我有一张包含1200万条记录的表格。列col_1和col_2上有索引。我使用postgresql 9.3。 我需要两种类型的查询。首先,在where子句中只有一个条件的一些查询,例如:
select count(*)
from table_1
where
col_1 >= 123456;
解释分析: @CraigRinger
Aggregate (cost=164523.60..164523.61 rows=1 width=0) (actual time=1803.281..1803.281 rows=1 loops=1)
-> Index Only Scan using table1_col1_idx on table_1 (cost=0.43..151242.20 rows=5312558 width=0) (actual time=60.713..1344.393 rows=5318333 loops=1)
Index Cond: (col_1 >= 123456)
Heap Fetches: 0
Total runtime: 1803.330 ms
和另外一个查询:
select count(*)
from table_1
where
col_2 >= 987654;
解释分析:
Aggregate (cost=364134.66..364134.67 rows=1 width=0) (actual time=3935.708..3935.708 rows=1 loops=1)

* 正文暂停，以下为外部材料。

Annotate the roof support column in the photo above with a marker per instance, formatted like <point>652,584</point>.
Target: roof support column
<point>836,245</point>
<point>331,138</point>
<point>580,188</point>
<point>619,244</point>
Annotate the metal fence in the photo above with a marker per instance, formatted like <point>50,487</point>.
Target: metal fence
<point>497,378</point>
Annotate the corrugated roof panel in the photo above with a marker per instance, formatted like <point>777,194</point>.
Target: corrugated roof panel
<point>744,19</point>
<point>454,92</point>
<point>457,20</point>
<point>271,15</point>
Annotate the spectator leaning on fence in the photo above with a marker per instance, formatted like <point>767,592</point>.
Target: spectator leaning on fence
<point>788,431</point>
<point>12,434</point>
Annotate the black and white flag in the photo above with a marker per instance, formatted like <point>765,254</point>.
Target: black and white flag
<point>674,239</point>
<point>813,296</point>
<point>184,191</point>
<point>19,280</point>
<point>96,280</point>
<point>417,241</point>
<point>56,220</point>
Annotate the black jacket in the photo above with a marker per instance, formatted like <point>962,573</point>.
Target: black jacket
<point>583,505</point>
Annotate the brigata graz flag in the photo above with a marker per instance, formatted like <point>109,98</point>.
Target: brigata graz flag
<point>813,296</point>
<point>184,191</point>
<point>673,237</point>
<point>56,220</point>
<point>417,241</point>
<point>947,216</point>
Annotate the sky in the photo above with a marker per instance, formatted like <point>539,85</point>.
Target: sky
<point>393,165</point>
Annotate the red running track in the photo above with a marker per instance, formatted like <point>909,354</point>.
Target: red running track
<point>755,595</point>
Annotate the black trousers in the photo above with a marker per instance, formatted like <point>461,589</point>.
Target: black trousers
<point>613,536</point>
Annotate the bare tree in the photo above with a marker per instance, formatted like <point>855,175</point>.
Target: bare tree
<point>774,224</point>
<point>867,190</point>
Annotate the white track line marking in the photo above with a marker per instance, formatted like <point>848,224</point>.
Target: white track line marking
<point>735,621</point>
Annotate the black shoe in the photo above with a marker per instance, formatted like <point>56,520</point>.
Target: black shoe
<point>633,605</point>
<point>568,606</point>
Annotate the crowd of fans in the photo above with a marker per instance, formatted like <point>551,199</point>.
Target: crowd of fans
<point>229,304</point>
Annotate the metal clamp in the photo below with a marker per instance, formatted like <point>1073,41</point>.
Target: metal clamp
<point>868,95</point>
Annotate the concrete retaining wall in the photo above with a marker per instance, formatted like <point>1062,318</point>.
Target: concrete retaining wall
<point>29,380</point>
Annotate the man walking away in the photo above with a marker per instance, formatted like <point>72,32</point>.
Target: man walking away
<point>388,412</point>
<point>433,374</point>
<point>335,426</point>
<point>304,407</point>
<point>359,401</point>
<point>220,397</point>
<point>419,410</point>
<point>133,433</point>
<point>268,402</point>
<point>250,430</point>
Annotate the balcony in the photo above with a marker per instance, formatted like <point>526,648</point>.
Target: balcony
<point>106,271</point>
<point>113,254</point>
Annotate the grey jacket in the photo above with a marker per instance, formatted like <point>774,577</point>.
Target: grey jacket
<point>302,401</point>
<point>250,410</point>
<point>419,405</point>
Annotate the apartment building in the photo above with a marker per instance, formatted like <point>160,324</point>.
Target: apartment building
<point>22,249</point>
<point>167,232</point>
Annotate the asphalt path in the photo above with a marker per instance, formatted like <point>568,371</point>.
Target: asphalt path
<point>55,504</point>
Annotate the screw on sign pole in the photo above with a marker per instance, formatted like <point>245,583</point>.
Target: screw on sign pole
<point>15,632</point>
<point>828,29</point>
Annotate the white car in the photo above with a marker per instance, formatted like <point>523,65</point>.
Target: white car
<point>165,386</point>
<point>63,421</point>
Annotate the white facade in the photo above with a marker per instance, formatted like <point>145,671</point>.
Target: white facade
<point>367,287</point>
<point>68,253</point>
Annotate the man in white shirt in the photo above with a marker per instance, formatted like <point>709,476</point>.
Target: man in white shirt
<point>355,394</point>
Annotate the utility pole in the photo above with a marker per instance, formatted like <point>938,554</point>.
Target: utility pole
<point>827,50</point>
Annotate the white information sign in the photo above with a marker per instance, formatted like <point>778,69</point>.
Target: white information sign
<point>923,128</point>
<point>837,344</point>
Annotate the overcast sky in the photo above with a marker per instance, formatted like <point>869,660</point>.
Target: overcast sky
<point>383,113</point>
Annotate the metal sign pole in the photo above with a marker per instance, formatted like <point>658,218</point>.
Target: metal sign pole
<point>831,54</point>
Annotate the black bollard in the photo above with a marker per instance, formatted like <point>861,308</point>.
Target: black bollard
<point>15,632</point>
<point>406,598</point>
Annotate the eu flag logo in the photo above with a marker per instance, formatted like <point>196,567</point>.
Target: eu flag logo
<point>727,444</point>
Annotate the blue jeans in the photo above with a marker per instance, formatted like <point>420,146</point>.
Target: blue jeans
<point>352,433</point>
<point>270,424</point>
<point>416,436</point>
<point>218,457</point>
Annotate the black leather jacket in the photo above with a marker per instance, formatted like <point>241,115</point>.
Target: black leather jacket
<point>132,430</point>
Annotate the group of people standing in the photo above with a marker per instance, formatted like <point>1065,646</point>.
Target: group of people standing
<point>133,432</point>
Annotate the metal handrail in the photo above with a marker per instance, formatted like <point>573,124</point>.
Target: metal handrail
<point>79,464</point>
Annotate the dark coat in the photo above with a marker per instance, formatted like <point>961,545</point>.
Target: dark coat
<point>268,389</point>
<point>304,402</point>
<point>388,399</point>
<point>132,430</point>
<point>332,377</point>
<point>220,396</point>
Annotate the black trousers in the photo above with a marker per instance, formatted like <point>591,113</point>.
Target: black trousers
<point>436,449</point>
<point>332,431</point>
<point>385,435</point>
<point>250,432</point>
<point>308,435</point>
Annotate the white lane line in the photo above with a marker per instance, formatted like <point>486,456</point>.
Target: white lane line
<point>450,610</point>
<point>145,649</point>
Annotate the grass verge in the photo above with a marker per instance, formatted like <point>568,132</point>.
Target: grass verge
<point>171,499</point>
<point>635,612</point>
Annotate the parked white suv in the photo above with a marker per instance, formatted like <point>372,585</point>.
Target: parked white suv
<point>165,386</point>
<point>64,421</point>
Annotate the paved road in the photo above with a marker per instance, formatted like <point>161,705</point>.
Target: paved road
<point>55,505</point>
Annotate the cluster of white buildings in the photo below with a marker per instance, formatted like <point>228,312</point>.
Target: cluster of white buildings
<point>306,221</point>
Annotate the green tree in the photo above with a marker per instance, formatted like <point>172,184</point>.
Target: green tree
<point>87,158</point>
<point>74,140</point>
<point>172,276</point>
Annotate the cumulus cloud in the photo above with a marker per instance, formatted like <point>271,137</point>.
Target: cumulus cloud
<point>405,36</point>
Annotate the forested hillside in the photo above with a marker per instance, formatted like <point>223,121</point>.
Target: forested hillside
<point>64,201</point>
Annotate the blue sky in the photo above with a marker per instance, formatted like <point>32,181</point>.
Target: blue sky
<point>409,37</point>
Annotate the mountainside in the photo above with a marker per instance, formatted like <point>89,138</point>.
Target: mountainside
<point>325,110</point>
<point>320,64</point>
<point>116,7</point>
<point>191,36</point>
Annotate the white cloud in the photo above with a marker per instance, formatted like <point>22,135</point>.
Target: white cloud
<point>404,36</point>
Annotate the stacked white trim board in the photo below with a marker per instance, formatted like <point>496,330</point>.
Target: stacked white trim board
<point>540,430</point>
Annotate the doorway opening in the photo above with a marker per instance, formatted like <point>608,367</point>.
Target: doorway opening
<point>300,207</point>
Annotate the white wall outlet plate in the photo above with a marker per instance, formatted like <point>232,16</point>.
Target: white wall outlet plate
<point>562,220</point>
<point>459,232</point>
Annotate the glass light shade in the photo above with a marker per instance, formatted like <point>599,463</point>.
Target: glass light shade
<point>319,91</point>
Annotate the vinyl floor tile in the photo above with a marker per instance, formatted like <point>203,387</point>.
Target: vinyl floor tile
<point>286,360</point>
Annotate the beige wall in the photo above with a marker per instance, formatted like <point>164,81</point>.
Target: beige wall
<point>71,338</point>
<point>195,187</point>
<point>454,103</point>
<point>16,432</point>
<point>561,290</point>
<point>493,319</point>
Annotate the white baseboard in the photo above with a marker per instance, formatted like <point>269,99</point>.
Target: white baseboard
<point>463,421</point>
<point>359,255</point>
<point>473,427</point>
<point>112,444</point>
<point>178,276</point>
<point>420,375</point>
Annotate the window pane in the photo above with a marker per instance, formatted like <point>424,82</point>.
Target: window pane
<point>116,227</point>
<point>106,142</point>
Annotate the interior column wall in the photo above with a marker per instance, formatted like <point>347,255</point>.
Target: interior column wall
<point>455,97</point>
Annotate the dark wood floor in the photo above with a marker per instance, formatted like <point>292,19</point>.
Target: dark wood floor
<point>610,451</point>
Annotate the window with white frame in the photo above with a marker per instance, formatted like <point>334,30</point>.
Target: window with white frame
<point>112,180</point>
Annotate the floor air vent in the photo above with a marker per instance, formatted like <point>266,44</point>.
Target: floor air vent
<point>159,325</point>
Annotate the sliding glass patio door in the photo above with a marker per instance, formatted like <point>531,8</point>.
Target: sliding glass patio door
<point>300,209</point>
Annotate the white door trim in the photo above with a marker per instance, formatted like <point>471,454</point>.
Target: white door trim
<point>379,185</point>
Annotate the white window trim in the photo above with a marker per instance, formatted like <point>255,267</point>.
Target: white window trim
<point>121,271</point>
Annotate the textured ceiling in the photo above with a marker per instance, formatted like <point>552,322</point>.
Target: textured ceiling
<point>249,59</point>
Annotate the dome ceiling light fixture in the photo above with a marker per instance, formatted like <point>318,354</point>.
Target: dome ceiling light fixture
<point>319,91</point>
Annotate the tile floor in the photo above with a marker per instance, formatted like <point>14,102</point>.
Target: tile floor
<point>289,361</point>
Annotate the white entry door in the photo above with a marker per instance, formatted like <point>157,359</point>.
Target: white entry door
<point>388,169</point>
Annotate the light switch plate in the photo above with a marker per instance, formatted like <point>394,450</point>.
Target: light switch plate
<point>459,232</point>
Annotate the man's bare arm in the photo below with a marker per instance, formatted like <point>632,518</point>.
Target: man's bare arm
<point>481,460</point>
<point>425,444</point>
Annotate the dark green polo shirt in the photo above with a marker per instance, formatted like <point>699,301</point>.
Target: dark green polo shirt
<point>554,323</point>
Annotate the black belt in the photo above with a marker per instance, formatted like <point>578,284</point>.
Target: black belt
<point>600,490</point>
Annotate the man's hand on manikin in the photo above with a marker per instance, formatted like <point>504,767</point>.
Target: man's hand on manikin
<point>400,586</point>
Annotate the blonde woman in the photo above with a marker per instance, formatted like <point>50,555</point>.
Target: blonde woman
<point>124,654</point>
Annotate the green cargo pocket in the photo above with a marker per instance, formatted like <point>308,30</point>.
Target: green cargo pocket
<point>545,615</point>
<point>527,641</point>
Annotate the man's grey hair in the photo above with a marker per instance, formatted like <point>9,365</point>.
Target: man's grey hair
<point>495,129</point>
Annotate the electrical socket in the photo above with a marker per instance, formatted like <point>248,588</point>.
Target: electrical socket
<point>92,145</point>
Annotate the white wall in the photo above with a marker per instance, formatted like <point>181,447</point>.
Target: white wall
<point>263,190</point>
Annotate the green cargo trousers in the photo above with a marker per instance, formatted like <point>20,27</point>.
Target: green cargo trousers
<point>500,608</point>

-> Index Only Scan using table1_col2_idx on table_1 (cost=0.43..334739.38 rows=11758111 width=0) (actual time=7.521..2904.569 rows=11760285 loops=1)
Index Cond: (col_2 >= 987654)
Heap Fetches: 0
Total runtime: 3935.760 ms
但是,问题是组合where子句的大量运行时间:当两个或多个条件与AND / OR结合时。例如:
select count(*)
from table_1
where
col_1 >= 123456; AND col_2 >= 987654;
解释分析:
-> Seq Scan on table_1 (cost=0.00..650822.93 rows=5295377 width=0) (actual time=0.056..45445.711 rows=5301622 loops=1)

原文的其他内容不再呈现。